We start with a sequence of source taxonomies S1, S2, ..., Sn, ordered by priority.
Priority is the means by which conflicts between sources are resolved, and therefore
has a profound effect on the outcome of assembly. If a curator judges S to be more
accurate or otherwise "better" than S', then S will occur earlier in the priority
sequence than S' and its information supersedes that from later sources. Curators
(either project personnel or participants in Open Tree workshops and online forums)
determine priority based on their taxonomic expertise. Source taxonomies are sometimes
split into pieces in order to establish different priorities for different parts.
Priority choice by curator is a fragile and subjective aspect of the method, but we
could not identify any other information available at scale that could be brought
to bear on conflict resolution.
We define an operator for combining taxonomies pairwise, written schematically as
U = S + S', and apply it from left to right:
U0 = empty, U1 = U0 + S1, U2 = U1 + S2, U3 = U2 + S3...
The combination S + S' is formed in two steps:
A mapping or alignment step that identifies all nodes in S' that can be equated with
nodes in S. There will often be nodes in S' that cannot be aligned to S.
A merge step that creates the combination U = S + S', by adding to S the unaligned
taxa from S'. The attachment position of unaligned nodes from step 1 is determined
from nearby aligned nodes, either as a graft or an insertion.
Examples of these two cases are given in Figure 2.
As a simple example, consider a genus represented in both taxonomies, but containing
different species in the two:
S = (b,c,d)a, S' = (c,d,e)a
S and S' each have four nodes.

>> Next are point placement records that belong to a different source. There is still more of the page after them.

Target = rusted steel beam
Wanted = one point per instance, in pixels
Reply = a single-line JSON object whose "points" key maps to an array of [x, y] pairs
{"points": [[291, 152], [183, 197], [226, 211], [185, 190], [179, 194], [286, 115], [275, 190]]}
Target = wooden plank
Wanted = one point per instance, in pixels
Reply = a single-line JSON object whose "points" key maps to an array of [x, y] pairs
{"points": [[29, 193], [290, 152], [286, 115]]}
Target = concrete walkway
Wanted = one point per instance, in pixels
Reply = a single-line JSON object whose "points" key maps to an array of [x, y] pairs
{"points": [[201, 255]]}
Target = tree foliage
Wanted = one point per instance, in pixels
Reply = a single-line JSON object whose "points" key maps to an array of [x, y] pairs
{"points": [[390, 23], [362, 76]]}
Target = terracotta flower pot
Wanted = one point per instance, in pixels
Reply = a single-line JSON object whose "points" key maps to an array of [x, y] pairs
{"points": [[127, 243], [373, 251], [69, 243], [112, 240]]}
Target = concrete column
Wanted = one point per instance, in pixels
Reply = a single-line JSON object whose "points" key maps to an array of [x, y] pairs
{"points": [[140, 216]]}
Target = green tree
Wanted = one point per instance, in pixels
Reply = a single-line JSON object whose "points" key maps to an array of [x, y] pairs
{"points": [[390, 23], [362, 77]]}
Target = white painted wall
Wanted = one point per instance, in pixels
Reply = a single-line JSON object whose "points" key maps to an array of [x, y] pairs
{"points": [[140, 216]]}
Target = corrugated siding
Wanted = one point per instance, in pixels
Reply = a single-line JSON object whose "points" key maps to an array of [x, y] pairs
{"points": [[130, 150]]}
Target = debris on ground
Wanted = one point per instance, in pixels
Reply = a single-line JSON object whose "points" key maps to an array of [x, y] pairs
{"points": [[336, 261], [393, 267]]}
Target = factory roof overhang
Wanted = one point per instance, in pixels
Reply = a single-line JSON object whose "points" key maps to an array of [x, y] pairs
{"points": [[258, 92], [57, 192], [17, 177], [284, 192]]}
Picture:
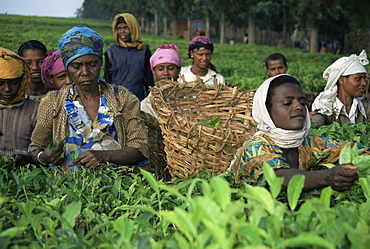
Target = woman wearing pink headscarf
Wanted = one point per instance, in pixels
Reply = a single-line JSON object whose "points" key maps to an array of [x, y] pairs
{"points": [[165, 64], [53, 73], [200, 49]]}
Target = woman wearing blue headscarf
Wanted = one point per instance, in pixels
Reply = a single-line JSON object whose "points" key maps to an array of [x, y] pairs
{"points": [[88, 123]]}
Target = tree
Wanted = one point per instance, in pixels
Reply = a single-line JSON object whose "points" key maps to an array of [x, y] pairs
{"points": [[309, 21]]}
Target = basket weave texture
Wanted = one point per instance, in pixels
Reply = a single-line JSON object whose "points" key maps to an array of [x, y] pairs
{"points": [[190, 144]]}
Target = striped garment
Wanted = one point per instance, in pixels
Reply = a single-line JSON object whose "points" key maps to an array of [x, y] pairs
{"points": [[17, 122]]}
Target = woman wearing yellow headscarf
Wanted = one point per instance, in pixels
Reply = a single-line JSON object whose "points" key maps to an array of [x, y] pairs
{"points": [[18, 112], [127, 61]]}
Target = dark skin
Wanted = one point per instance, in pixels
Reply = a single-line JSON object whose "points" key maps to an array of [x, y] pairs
{"points": [[351, 86], [288, 111], [201, 58], [84, 71]]}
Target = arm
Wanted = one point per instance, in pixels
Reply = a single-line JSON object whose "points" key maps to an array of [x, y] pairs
{"points": [[107, 67], [134, 149], [339, 178], [94, 158], [42, 136]]}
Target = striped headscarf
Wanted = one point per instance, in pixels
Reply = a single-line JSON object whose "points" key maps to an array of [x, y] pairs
{"points": [[53, 64], [13, 66], [342, 67], [135, 33], [79, 40]]}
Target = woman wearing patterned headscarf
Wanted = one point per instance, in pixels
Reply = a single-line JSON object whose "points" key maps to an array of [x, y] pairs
{"points": [[17, 113], [165, 64], [100, 123], [200, 50], [282, 141], [53, 73], [342, 100], [127, 61]]}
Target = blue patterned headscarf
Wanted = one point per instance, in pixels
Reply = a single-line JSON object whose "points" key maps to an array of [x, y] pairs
{"points": [[78, 41]]}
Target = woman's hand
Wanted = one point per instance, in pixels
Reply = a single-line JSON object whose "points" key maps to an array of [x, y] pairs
{"points": [[342, 177], [53, 154], [91, 158]]}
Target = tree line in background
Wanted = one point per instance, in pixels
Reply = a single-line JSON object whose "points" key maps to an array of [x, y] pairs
{"points": [[295, 20]]}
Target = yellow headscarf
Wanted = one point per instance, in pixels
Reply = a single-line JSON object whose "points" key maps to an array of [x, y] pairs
{"points": [[135, 33], [13, 66]]}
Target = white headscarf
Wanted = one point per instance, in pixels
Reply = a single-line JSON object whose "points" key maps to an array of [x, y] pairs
{"points": [[282, 138], [342, 67]]}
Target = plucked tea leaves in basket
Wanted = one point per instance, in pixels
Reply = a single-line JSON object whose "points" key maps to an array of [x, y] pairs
{"points": [[202, 125]]}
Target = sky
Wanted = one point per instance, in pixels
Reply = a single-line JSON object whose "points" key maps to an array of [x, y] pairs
{"points": [[60, 8]]}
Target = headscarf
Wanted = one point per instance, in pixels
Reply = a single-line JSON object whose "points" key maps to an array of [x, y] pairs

Suppose c, d, and a in S' are aligned to c, d, and
a in S. The only unaligned node is e, which is a sibling of c and d and therefore
grafted as a child of a. After the merge step, we have:
S + S' = (b,c,d,e)a
One might call this merge heuristic 'my sibling's sibling is my sibling' or 'transitivity
of siblinghood'.
This is a very common pattern. Fig. 2 illustrates a real life-example when combining
the genus
Bufo
across NCBI and GBIF. There are about 900,000 similar simple grafting events in the
assembly of OTT.
The other merge method is an insertion, where the unaligned node has descendants that
are in S. This always occurs when S' has greater resolution than S. For example, see
Fig. 2, where WoRMS provides greater resolution than NCBI.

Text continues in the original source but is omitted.